Los disturbios de Londres no son hechos puntuales ni autóctonos de Gran Bretaña, son signos de nuestro tiempo, síntomas de la decadencia de Occidente. La recesión económica es otro síntoma, incomparable, pero parte de un mismo síntoma, posiblemente definitivo, de la decadencia sistémica de Occidente.
Las sociedades occidentales llevan cinco siglos expandiéndose por el resto del mundo, exportando población, importando – a veces esquilmando– materias primas, y abriendo mercados. En definitiva, el oxígeno imprescindible para el sistema.
Esas ventajas aseguradas por la hegemonía tecnológica nos han traído a la sociedad del bienestar, a las democracias garantistas y a los Derechos humanos. Educación generalizada, sanidad pública y servicios sociales han asegurado estabilidad al sistema, bienestar a las clases más desfavorecidas y riqueza y seguridad a las clases medias y altas. Todo eso está en riesgo porque el sistema da signos de agotamiento, no sólo porque los mercados dominados por Occidente no pueden expandirse más y están muy endeudados, sino porque el propio bienestar occidental garantista impide competir con el mercado laboral de potencias económicas emergentes del resto del mundo que producen más y a menores precios. A costa de los derechos laborales de los trabajadores, evidentemente, pero ese dato no parece importarle demasiado a la mecánica del sistema.
Ni siquiera la tan traída y llevada ventaja occidental sobre el valor añadido que las I+D+i nos facilitan, garantiza hoy seguridad alguna. Internet está poniendo al servicio de cualquiera en cualquier lugar del mundo el conocimiento suficiente para reducir esas ventajas al mínimo.
Occidente ha inventado una sociedad de servicios sociales gratuitos que ya no puede sostener, y a la vez, ha desactivados los valores que le permitieron soportar penurias, sufrimientos y esfuerzos para conquistar el mundo o resistir las adversidades. Hoy en todo Occidente, no sólo en Londres, hay barrios y generaciones de jóvenes sin futuro, pero acostumbrados a calzarse adidas y obviar la fatalidad de vivir en un mundo que no nos regala nada si no nos esforzamos. Sin esa coraza de valores, los tiempos de penuria que se avecinan convierten a nuestros desheredados en indignados contra el sistema porque éste no le puede garantizar una vida regalada. En lugar de hacerse cargo de su propia responsabilidad en la catástrofe, arremeten contra la tripulación del Titanic sin darse cuenta que sólo conseguirán hundirlo antes o engendrar una reacción autoritaria en los amos del poder y del sistema.

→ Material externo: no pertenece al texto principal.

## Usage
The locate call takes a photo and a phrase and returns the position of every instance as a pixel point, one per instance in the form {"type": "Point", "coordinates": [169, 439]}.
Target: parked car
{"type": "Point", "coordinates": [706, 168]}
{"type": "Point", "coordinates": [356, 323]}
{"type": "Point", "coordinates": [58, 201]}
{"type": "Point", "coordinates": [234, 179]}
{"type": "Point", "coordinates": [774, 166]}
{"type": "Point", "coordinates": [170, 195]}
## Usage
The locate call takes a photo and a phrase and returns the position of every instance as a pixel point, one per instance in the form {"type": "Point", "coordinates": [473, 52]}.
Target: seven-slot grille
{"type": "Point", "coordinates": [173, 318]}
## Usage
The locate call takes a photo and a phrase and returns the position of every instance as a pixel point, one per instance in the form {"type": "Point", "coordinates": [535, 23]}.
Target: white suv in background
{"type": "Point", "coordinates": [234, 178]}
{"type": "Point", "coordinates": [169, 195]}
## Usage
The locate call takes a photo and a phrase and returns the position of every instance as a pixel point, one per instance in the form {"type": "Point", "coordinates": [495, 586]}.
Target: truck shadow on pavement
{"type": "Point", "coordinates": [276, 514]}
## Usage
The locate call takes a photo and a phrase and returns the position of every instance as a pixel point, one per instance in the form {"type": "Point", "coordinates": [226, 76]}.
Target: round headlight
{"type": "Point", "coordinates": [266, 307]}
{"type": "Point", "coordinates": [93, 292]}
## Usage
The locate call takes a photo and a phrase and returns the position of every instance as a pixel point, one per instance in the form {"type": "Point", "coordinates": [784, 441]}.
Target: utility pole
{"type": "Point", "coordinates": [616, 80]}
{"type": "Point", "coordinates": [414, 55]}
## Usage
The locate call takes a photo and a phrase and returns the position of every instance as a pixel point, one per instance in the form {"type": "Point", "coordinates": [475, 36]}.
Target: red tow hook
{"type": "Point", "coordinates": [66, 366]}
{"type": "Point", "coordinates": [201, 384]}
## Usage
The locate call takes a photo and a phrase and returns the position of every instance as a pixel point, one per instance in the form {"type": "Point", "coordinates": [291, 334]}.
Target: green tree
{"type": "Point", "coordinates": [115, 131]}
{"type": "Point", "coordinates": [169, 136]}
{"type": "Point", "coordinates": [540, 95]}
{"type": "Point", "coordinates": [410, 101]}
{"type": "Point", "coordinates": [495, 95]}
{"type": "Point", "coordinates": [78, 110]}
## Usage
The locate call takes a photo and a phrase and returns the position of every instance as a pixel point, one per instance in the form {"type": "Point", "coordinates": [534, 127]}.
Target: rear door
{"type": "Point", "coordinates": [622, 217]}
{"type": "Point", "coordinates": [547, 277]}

Necesitamos valores, además de derechos, que nos responsabilicen de las ventajas y desventajas del propio sistema. Los guetos multiculturales, la pedagogía lastimera de la LOGSE, la droga como salida o negocio, la reivindicación sin corresponsabilidad, la quiebra de los fundamentos de la propiedad o su relativismo ideológico, la juventud como fin y no como tránsito a la sensatez y al respeto a los mayores, que deambulaban entre los escombros de los saqueos, no son parapetos sino rampas al infierno. El miedo siempre ha traído tiempos violentos, y estos, regímenes autoritarios.

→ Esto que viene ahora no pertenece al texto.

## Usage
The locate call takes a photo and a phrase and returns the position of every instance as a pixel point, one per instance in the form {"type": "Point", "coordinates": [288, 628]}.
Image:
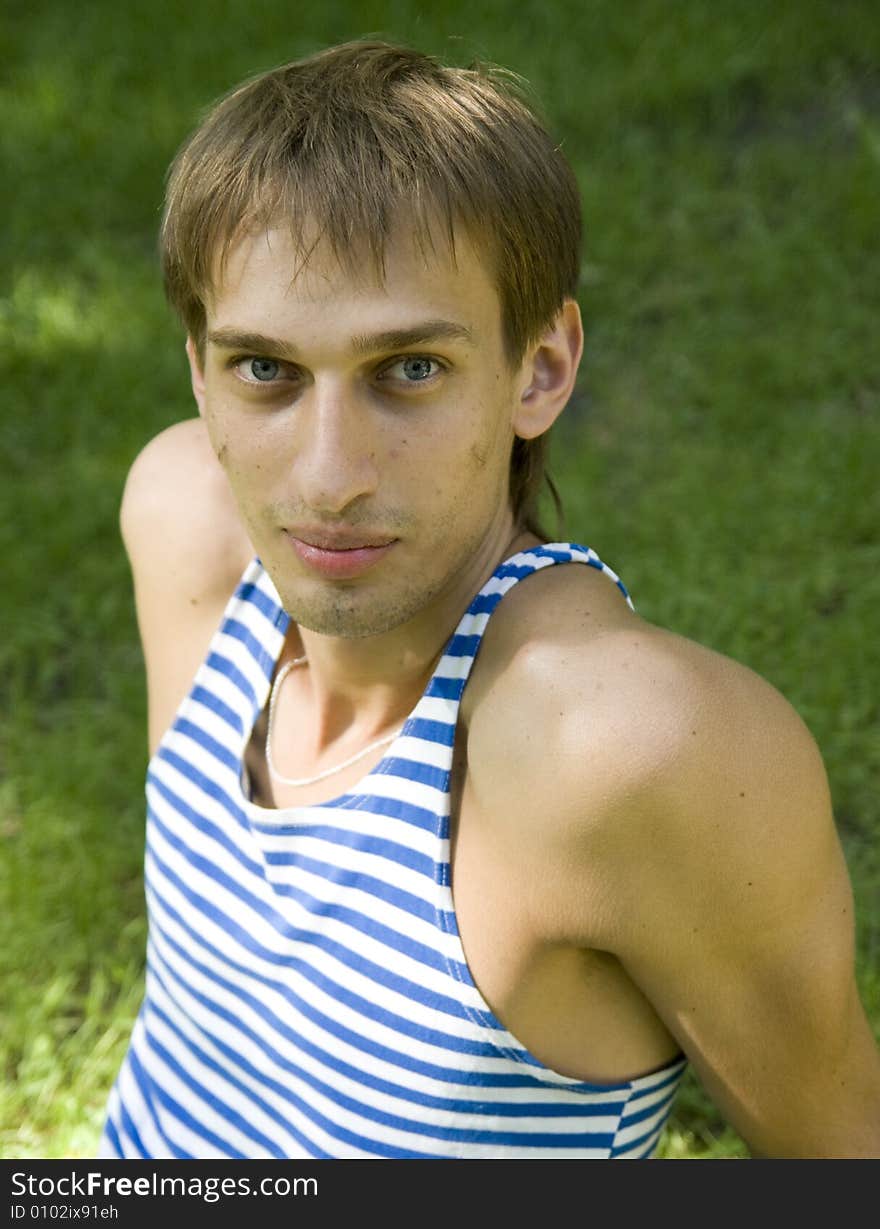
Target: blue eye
{"type": "Point", "coordinates": [416, 369]}
{"type": "Point", "coordinates": [263, 369]}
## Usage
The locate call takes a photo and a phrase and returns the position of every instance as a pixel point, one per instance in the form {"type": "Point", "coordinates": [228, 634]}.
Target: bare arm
{"type": "Point", "coordinates": [187, 549]}
{"type": "Point", "coordinates": [686, 828]}
{"type": "Point", "coordinates": [749, 954]}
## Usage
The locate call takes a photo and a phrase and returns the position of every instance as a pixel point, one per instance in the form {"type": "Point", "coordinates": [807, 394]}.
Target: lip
{"type": "Point", "coordinates": [339, 556]}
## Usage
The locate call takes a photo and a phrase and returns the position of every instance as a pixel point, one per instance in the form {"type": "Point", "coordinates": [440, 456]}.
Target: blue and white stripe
{"type": "Point", "coordinates": [306, 992]}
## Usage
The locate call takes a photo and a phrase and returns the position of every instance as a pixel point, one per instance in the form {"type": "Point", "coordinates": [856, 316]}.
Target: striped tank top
{"type": "Point", "coordinates": [307, 993]}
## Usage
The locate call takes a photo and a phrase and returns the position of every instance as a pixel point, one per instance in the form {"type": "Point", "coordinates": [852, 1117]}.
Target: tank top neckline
{"type": "Point", "coordinates": [546, 552]}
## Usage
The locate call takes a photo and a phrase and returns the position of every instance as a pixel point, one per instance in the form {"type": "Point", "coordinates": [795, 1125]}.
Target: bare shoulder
{"type": "Point", "coordinates": [674, 811]}
{"type": "Point", "coordinates": [187, 548]}
{"type": "Point", "coordinates": [178, 518]}
{"type": "Point", "coordinates": [628, 726]}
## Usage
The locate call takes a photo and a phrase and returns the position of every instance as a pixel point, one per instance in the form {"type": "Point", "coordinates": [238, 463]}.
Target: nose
{"type": "Point", "coordinates": [336, 454]}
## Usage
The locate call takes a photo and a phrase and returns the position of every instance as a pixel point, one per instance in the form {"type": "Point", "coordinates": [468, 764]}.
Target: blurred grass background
{"type": "Point", "coordinates": [720, 452]}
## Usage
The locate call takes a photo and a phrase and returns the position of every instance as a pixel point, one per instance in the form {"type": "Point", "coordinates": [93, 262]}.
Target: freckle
{"type": "Point", "coordinates": [478, 457]}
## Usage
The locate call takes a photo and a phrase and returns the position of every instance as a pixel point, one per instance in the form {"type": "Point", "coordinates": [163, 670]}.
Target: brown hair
{"type": "Point", "coordinates": [353, 137]}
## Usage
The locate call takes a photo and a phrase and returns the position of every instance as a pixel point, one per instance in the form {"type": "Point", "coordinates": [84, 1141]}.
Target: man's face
{"type": "Point", "coordinates": [365, 429]}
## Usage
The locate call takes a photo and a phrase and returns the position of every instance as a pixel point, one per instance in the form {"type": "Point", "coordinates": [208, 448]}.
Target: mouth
{"type": "Point", "coordinates": [342, 554]}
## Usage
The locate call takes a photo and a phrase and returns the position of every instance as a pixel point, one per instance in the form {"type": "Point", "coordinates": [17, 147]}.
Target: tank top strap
{"type": "Point", "coordinates": [436, 714]}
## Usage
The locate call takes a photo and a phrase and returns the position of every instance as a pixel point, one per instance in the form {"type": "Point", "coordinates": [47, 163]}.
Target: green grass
{"type": "Point", "coordinates": [722, 450]}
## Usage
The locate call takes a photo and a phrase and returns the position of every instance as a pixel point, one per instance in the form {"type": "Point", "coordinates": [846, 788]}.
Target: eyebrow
{"type": "Point", "coordinates": [363, 343]}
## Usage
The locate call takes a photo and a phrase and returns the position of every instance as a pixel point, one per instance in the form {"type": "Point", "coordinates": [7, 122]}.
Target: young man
{"type": "Point", "coordinates": [449, 853]}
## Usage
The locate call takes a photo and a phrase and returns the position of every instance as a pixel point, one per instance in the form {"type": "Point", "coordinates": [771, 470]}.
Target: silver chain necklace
{"type": "Point", "coordinates": [328, 772]}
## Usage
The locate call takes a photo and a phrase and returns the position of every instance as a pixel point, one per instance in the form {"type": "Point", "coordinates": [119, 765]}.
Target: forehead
{"type": "Point", "coordinates": [269, 280]}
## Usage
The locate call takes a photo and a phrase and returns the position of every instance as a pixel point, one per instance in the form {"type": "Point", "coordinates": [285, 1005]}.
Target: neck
{"type": "Point", "coordinates": [373, 682]}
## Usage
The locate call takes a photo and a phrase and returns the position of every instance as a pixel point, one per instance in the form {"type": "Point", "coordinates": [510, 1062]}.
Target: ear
{"type": "Point", "coordinates": [548, 373]}
{"type": "Point", "coordinates": [197, 375]}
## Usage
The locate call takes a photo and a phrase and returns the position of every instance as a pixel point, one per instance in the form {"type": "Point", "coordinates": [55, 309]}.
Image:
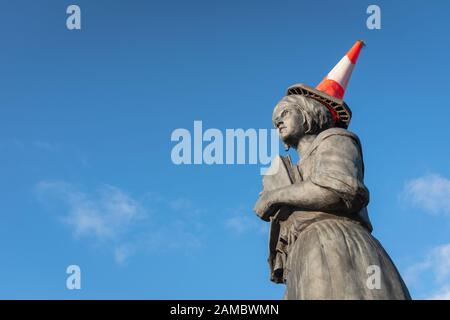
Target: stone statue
{"type": "Point", "coordinates": [320, 244]}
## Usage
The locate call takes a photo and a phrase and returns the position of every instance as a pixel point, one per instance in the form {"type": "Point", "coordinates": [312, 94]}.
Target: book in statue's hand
{"type": "Point", "coordinates": [280, 174]}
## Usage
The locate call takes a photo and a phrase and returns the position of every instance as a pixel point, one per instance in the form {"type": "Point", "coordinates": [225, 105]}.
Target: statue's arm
{"type": "Point", "coordinates": [335, 185]}
{"type": "Point", "coordinates": [308, 196]}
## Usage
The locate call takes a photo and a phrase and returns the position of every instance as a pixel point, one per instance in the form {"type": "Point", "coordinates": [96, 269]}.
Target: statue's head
{"type": "Point", "coordinates": [295, 116]}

Es evidente que una sociedad que encumbra a una descerebrada escolar como M.I.A. por cantar bien, pero es incapaz de discernir entre esa circunstancia y su completa irresponsabilidad social facilitándole poder mediático para apoyar los saqueos, no puede salir airosa de esta encrucijada. La contrapartida la puso una mujer negra a pie de calle, que no vive entre riquezas como ella, encarando a los vándalos.
Los saqueos no restan injusticias sociales, sólo destruyen. No devuelven derechos, sólo saquean los de los demás. La disculpa de la propia desgracia nunca debe ser la justificación del abuso a los demás.